# Importing the large datasets to a postgresql server

It is not possible to load the larger data sets in the memory of a local machine therefeore an alternative is to import them to a psql table and query them from there. By adding the right indices this can make the queries fast enough. After this import one can extract some basic statistics using sql and also export smaller portions of the data which can be handled by spark or pandas on a local machine.

## Unzipping the data and converting it to csv format

Unfortunately psql does not support an import of record json files therefore we need to convert the data sets to csv. We use here the command line tool [json2csv](https://github.com/jehiah/json2csv).

In [2]:
!gunzip ./data/large-datasets/reviews_CDs_and_Vinyl_5.json.gz ./data/large-datasets/reviews_CDs_and_Vinyl_5.json

gzip: ./data/large-datasets/reviews_CDs_and_Vinyl_5.json: unknown suffix -- ignored
rm: cannot remove 'reviews_CDs_and_Vinyl_5': No such file or directory


In [6]:
!json2csv -p -d '|' -k asin,helpful,overall,reviewText,reviewTime,reviewerID,reviewerName,summary,unixReviewTime -i ./data/large-datasets/reviews_CDs_and_Vinyl_5.json -o ./data/large-datasets/reviews_CDs_and_Vinyl_5.csv

## Importing the data in psql

To import the data in psql we create a table with the appropriate shape and import form the csv files generated above.
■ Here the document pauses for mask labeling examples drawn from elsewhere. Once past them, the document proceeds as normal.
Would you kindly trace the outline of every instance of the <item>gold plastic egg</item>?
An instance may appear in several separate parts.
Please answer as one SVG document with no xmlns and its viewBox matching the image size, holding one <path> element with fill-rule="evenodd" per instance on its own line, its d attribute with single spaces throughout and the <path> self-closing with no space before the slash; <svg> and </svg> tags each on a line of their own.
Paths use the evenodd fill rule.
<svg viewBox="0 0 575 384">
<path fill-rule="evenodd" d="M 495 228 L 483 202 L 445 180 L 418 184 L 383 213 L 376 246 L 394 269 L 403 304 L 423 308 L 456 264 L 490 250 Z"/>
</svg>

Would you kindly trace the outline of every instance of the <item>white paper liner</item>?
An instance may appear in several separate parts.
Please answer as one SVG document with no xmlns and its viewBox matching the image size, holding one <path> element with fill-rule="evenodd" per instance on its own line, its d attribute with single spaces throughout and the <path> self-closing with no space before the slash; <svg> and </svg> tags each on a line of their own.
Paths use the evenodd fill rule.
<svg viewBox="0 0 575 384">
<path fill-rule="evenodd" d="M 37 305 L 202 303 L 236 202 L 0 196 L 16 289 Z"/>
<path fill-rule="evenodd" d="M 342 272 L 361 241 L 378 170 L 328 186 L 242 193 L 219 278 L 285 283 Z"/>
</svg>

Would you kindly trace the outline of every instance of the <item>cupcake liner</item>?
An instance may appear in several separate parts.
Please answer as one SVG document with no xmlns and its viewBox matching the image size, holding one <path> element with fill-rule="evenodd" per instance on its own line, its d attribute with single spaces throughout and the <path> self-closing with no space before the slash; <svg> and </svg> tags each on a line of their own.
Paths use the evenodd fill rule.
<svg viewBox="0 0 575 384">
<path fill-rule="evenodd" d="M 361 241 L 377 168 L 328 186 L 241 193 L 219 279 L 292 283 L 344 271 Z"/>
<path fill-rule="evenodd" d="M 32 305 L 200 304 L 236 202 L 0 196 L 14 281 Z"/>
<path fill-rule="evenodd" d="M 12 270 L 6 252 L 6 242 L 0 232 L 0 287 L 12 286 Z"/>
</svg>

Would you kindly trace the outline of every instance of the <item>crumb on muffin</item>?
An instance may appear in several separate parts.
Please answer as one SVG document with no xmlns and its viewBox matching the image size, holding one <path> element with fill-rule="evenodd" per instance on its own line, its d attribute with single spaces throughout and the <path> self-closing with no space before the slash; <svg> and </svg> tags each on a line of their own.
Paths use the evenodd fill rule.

### Some preparation to run psql transactions and queries in python

In [61]:
import psycopg2 as pg
import pandas as pd

db_conf = { 
    'user': 'mariosk',
    'database': 'amazon_reviews'
}

connection_factory = lambda: pg.connect(user=db_conf['user'], database=db_conf['database'])

def transaction(*statements):
    try:
        connection = connection_factory()
        cursor = connection.cursor()
        for statement in statements:
            cursor.execute(statement)
        connection.commit()
        cursor.close()
    except pg.DatabaseError as error:
        print(error)
    finally:
        if connection is not None:
            connection.close()
    
def query(statement):
    try:
        connection = connection_factory()
        cursor = connection.cursor()
        cursor.execute(statement)
        
        header = [ description[0] for description in cursor.description ]
        rows = cursor.fetchall()
        
        cursor.close()
        return pd.DataFrame.from_records(rows, columns=header)
    except (Exception, pg.DatabaseError) as error:
        print(error)
        return None
    finally:
        if connection is not None:
            connection.close()

### Creating tables for with indices for the large datasets

In [30]:
transaction(
    'create table cds (asin text, helpful text, overall double precision, reviewText text, reviewTime text, reviewerID text, reviewerName text, summary text, unixReviewTime int);',
    'create index asin ON cds (asin);',
    'create index overall ON cds (overall);',
    'create index reviewerID ON cds (reviewerID);',
    'create index unixReviewTime ON cds (unixReviewTime);')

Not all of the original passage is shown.